Another possibility is war, as a kind of Global Potlacht. Massive destruction of everything, robots included, will prompt the necessity of reconstruction, and reenable the need for human, old-fashioned, grunt labour. The problem with this is that wars tend to go out of control, and this, combined with the availability of atomic weapons, posits the possibility that there are no winners, and indeed no survivor, in a post-scarcity war.

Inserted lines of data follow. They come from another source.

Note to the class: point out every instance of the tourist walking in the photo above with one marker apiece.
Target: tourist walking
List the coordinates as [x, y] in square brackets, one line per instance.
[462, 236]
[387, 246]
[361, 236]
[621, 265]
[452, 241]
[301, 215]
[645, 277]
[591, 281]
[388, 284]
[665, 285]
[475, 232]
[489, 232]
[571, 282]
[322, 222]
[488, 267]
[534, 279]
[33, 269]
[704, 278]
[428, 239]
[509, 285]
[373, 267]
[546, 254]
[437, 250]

Then there is, as suggested, the possibility of the State distributing free money for everybody. This would solve the major problem: the lack of demand for commodities. If there is a basic income, handed out regardless of labour inputs, then demand is restored. But where does the State find the money to freely distribute? In our times, it levels taxes over both companies and workers. But this is possible because human labour creates value; in a robot-powered society, this becomes circular. The State takes money from companies, in the form of taxes, and distributes it to ex-workers, in the form of basic income, so that ex-workers can buy the companies' products. But evidently the companies cannot make profits like that, because the money they earn selling commodities is at most exactly the same money they pay as taxes. And the absurd of such system is glaring: why distribute money so that people can buy things, instead of simply distributing things themselves first place?
Also, these people being paid for nothing won't just stare at their roofs in between their monthly payments: they will do other things, and it is quite possible that those other things become much more relevant than the production of things by means or robots (so, what they do with their now completely free time? Drug themselves into oblivion? Prepare for rebellion and revolution? Kill each others in pointless gang wars? Build a completely new "economy" not premised on robot-staffed plants? A bit of any number of those things?
So, in short, what you are proposing is a society based in the following pillars:
Fully automated production, dispensing with human labour;
Generalised commodification of production;
Private property of means of production.
Such a society would be very unstable and would disaggregate in a very short span of time. It would have do abandon at least one of its premises in order to survive (destroy its robots in order to make room for reconstruction, distribute products freely to overcome universal market glut, or turn companies into public enterprises to remove the whip of competition/profitability).
You can obviously disregard all of this; Frank Herbert made a fortune by writing and selling a fantasy about a universe with space travelling barons and viscounts. It all depends on being able to overcome the incredulity of readers. He didn't overcome mine, so I never bought a second book, but he managed to do it to hundreds of thousands of other people. Part of the secret is to refrain from any earnest attempt to explain how things could historically evolve into such situation. You present things as a given, just like a hi-fantasy writer would, and hope no one will question the fact that people can kill each others by shouting Avada Kedavra, or the fact that a planet's economy is built upon the commodification and selling of "spice" and yet be privately owned by a noble family whose power is premised on personal, non-tradeable, loyalty.